KIWI, roman feuilleton de Pierre Alferi

Épisode 24 - Un certain bonheur

Résumé de ce qui précède :
Les craintes et les soupçons de Daniela s'estompent dans ses relations routinières avec sa nouvelle belle-famille

Ainsi la vie de Daniela se meuble-t-elle. Le mariage, exagération désuète du concubinage, a joué pour elle le rôle d'un génie pressé qui, à peine jailli de son flacon, a exaucé dans le désordre tous les vœux qu'elle a jamais faits, avec d'autres qu'elle n'a jamais faits. Elle craint de s'être quelquefois trompée de page dans le catalogue de la grâce par correspondance. Mais les articles imprévus, si imposants soient-ils, ont précisément l'avantage de leur poids. Rien n'est plus dense qu'une personne, et sa mobilité n'est souvent qu'illusoire. Les époux Sénart senior et – plus encore – la vie passée de leur fils incarnée par ses possessions occupent une place énorme. Au moins cette place est-elle, après un mois, fixée. Le désarroi de Daniela n'aura donc duré que le temps, pour les passagers et les meubles débarqués sur son île dans le sillage de Max, de prouver leur fiabilité. En quelques semaines, le docteur et madame se sont changés en dragons bienveillants, en volcans éteints. Non seulement elle peut les toucher, mais elle peut leur tourner le dos sans risque. Les taches qu'elle a vues affleurer dans leur intérieur s'édulcorent. Le vinaigre, sagement, retourne s'abriter sous l'huile après le tumulte de l'émulsion. Comme les parents et voisins qu'on lui a présentés à la cérémonie, belle-mère et beau-père, l'un par contraste avec l'autre, se précisent de semaine en semaine, puis se figent. Dès qu'ils s'extraient de leur bain de révélateur ils plongent dans le fixateur. L'image sonore du docteur et celle de son épouse, visages et corps et voix, se complètent progressivement, et il s'avère qu'ils se complètent comme les pile et face d'une médaille antique.
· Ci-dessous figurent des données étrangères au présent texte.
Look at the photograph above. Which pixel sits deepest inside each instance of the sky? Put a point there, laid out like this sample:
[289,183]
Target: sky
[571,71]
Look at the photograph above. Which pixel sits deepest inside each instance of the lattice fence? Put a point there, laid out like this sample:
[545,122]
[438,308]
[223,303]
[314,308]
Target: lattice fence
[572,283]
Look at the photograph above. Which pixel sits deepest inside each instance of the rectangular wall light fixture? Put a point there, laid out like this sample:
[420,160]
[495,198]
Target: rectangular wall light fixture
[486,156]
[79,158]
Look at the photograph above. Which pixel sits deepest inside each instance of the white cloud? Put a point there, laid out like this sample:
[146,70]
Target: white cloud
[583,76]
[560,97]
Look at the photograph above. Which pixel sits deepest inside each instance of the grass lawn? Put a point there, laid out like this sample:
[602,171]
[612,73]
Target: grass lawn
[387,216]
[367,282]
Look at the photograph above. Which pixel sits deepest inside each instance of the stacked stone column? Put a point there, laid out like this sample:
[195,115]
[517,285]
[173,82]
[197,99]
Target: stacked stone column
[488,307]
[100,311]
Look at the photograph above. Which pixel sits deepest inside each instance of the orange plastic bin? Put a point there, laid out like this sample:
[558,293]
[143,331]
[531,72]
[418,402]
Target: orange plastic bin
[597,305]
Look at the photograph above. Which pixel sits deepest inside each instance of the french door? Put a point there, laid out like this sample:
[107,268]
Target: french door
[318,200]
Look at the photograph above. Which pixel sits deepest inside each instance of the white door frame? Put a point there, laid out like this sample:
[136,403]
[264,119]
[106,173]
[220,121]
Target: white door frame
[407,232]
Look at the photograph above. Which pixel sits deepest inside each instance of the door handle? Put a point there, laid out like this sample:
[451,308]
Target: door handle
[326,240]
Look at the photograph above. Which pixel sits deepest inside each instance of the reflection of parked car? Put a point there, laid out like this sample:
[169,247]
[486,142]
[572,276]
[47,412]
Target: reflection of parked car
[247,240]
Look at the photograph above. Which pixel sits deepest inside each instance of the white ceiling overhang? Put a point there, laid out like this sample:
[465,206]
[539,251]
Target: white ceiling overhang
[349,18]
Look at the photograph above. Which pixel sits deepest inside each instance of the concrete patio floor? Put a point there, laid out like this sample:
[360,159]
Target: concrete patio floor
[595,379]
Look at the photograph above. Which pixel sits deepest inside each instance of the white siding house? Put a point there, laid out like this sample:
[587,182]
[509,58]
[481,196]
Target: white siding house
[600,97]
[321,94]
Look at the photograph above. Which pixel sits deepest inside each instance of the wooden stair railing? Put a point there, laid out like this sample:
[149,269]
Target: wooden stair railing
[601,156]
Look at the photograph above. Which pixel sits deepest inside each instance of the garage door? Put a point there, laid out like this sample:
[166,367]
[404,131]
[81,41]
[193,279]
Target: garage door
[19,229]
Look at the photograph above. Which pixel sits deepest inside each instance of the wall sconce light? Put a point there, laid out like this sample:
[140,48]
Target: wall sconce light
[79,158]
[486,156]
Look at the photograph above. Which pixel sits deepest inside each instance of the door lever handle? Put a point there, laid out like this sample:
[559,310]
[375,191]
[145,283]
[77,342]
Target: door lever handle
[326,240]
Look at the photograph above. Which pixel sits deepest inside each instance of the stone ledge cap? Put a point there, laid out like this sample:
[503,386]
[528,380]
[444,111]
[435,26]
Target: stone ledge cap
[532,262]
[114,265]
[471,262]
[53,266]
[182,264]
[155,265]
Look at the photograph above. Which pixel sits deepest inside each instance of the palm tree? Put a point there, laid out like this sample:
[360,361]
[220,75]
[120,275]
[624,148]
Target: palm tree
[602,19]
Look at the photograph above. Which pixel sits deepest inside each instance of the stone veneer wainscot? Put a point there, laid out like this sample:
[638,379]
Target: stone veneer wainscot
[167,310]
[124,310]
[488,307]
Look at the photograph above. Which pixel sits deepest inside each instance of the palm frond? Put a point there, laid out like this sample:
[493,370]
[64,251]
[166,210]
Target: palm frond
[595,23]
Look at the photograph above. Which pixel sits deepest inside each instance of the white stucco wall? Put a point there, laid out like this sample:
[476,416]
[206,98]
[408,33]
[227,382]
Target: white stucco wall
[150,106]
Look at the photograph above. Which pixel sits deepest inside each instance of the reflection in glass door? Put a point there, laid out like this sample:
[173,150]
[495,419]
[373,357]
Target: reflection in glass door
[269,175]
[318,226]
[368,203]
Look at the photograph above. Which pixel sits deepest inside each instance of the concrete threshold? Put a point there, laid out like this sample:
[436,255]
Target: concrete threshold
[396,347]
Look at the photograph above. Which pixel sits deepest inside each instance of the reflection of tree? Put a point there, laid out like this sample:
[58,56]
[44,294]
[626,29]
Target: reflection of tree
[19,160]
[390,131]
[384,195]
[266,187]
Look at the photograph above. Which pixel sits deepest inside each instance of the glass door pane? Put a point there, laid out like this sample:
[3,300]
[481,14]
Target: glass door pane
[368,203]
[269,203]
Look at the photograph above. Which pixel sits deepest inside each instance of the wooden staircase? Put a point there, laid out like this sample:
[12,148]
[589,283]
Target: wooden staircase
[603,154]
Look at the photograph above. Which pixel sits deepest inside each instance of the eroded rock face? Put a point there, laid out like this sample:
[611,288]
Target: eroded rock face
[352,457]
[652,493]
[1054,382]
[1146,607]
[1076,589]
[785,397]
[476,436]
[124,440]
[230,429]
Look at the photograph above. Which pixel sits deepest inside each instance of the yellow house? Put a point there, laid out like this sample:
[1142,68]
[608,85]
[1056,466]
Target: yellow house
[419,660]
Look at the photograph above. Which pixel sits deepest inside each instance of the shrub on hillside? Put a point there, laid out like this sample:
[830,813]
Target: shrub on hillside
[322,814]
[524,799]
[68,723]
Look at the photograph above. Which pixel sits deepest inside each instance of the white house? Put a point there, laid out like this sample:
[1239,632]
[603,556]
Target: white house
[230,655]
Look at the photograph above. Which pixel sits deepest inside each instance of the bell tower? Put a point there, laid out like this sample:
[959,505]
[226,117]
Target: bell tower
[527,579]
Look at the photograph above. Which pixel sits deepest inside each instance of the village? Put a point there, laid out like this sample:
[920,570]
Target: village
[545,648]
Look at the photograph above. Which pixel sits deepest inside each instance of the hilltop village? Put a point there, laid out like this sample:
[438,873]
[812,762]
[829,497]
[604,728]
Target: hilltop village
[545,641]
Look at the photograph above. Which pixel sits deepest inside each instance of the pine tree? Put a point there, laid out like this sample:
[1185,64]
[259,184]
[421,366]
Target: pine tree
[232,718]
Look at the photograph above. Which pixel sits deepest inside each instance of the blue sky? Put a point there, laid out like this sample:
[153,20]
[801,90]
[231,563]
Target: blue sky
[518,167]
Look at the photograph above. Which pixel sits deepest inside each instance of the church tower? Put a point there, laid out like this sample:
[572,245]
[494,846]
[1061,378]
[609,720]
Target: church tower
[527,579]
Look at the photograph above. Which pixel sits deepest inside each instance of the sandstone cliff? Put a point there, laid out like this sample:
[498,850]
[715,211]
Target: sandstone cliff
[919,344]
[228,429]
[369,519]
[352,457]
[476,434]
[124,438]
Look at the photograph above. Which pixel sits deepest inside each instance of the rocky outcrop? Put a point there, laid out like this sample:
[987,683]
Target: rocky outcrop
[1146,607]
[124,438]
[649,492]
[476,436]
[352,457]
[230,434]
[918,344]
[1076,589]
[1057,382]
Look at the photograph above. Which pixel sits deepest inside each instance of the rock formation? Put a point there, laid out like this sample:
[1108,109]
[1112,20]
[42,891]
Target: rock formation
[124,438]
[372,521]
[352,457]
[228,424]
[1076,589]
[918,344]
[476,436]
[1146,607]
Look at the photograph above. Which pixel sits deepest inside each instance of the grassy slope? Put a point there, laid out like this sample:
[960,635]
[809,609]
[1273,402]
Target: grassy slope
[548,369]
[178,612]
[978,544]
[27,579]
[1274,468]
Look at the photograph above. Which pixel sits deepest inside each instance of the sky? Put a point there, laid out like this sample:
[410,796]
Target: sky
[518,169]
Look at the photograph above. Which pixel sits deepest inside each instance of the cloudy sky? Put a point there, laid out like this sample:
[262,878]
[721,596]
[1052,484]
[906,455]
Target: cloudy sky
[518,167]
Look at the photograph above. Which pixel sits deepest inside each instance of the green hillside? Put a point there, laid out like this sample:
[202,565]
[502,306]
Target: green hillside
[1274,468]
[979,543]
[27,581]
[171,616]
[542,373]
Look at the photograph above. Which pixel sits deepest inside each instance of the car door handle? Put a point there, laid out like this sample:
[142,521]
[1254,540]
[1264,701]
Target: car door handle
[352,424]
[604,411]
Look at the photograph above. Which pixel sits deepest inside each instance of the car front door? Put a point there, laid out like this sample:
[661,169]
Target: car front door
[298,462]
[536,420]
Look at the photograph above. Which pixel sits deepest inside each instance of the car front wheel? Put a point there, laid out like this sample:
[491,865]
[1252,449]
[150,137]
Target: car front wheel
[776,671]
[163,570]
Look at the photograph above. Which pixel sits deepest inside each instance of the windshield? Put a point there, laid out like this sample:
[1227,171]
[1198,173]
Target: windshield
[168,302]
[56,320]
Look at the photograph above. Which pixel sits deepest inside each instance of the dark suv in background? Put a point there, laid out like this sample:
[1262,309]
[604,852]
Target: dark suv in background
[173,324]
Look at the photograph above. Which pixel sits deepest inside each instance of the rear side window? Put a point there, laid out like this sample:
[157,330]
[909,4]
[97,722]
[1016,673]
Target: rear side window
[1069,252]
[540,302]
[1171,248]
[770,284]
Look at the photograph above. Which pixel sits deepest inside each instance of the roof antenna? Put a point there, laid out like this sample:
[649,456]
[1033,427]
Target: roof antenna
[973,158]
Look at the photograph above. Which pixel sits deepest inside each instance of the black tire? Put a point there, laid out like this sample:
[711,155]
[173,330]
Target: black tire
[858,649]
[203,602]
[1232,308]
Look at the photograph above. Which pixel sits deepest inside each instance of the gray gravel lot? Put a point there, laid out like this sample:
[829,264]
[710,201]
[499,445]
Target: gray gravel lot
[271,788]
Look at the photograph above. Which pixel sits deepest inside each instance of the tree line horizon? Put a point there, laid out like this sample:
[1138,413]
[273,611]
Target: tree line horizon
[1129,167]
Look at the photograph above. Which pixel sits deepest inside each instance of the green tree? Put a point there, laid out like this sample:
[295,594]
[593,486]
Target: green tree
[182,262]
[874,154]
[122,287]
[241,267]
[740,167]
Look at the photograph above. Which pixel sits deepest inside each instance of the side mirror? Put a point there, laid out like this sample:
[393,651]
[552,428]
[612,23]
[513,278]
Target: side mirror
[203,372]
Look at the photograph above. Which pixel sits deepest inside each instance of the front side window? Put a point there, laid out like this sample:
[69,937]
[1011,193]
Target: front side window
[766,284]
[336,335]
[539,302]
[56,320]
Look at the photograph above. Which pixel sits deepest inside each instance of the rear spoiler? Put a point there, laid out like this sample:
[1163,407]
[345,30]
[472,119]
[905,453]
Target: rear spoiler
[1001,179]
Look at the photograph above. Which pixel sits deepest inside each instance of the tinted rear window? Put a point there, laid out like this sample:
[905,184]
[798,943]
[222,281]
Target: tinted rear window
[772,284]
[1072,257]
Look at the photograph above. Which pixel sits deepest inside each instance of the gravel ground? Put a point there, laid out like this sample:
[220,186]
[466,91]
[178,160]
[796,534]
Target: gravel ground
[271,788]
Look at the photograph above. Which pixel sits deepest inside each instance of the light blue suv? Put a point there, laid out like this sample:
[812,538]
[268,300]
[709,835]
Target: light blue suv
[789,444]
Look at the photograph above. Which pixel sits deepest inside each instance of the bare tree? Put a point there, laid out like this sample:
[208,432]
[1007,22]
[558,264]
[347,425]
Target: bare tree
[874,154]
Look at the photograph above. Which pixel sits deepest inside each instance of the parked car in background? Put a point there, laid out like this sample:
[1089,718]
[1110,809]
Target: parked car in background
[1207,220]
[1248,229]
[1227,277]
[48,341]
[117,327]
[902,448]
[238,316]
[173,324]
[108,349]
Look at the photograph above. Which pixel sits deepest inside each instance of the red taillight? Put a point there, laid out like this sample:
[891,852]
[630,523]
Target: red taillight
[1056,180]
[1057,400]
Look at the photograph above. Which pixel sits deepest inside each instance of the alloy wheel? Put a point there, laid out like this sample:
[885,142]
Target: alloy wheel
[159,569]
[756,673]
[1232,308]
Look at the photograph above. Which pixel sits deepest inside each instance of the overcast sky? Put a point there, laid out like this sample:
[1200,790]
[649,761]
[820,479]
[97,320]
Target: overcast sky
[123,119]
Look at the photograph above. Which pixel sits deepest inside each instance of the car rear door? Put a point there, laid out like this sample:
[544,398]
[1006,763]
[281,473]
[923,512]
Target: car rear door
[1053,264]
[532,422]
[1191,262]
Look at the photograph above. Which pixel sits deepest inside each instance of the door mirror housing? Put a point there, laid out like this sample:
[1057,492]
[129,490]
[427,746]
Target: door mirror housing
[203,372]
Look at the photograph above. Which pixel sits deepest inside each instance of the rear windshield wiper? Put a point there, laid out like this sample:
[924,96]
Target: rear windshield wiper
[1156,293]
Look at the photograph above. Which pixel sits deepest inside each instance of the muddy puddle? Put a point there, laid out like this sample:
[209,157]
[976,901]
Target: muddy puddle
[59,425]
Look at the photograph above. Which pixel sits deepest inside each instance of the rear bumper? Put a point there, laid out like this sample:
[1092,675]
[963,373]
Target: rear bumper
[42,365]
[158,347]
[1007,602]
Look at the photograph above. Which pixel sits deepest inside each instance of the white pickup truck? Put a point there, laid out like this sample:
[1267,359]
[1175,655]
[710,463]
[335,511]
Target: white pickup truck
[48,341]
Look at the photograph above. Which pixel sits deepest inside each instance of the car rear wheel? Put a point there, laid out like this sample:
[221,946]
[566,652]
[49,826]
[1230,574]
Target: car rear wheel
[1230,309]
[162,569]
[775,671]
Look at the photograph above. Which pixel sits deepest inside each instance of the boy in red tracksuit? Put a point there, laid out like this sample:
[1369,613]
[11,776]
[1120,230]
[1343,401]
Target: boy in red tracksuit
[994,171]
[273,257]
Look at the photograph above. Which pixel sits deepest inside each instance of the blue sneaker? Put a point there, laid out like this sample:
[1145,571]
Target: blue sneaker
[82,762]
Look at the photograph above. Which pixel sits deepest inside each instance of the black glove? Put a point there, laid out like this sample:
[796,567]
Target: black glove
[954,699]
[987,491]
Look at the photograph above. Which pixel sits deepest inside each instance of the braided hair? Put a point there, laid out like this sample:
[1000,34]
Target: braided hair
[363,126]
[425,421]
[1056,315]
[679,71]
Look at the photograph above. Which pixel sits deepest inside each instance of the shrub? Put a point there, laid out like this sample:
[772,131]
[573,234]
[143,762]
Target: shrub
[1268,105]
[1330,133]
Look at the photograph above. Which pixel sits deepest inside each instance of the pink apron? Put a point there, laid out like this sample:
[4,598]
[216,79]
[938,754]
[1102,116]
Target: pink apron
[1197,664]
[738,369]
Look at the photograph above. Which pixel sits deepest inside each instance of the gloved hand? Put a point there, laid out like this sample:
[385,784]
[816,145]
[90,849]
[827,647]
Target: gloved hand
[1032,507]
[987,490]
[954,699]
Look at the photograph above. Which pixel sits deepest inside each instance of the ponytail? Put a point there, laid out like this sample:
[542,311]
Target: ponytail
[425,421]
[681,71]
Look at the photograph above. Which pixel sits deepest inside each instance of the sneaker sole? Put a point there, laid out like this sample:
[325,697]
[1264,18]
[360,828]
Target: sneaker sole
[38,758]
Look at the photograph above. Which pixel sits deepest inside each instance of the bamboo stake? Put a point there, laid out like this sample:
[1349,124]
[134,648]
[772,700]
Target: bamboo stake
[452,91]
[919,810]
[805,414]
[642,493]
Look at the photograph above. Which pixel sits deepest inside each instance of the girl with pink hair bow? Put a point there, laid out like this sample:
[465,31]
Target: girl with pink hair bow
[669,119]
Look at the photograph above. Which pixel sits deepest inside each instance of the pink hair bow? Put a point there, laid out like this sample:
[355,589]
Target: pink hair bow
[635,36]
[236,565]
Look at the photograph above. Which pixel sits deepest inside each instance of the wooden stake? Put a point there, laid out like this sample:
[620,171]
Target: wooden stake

Même leur opacité foncière consolide leur apparence, car elle est aussi stable que le voile formé par des bulles prises dans la glace. Les voici surgelés que le dimanche réchauffe – goût invariable. Les voici vieux icebergs à la dérive très lente. Leur couche externe s'est faite, en gelant, translucide. Leur intimité se révèle à Daniela comme un nuage durci. Elle y voit une myriade blanche de secrets encapsulés.

Elle en vient à aimer cette fixité claire du visage des Sénart. Elle inspire la sérénité. Tant qu'elle scrutait leurs traits dans leurs silences, profitant des moments où leurs yeux, baissés sur leurs assiettes, ne l'éblouissaient pas, elle était trop portée à lire dans les rides aux rives enflées de madame Sénart, dans les lignes de la peau fine tendue sur le crâne du docteur, les traces tenaces, les cicatrices dénonciatrices de leurs vices, de leurs névroses mal traitées, griefs encroûtés, conflits domestiques sclérosés en plaques, les preuves du progrès d'une paralysie faciale, d'une précipitation cireuse de la grimace que des décennies de huis-clos ont perfectionnée. Ils semblaient vieux alors, trop vieux pour travailler, trop vieux pour avoir un fils aussi frais. Mais surtout ils semblaient vieillir activement de semaine en semaine, se tanner, comme s'ils suivaient un traitement dermatologique inventé par un fou. Elle s'est objecté qu'avec l'âge les maux du corps devaient progresser moins vite. Mais ceux de l'esprit ? N'était-ce pas au contraire leur aggravation accélérée qui inscrivait sur tant de têtes chenues une expression accentuée jusqu'au pathétique ? Ses beaux-parents n'avaient ni soixante, ni quatre-vingts, ni même cent vingt ans, mais des siècles, des millénaires – l'âge de la Terre et du Ciel. Elle a constaté en effet qu'ils remontaient le temps de l'évolution des espèces, qu'ils se reptilisaient. Elle a vu leur nuque se tasser, leurs yeux s'enfouir, leurs extrémités s'aiguiser.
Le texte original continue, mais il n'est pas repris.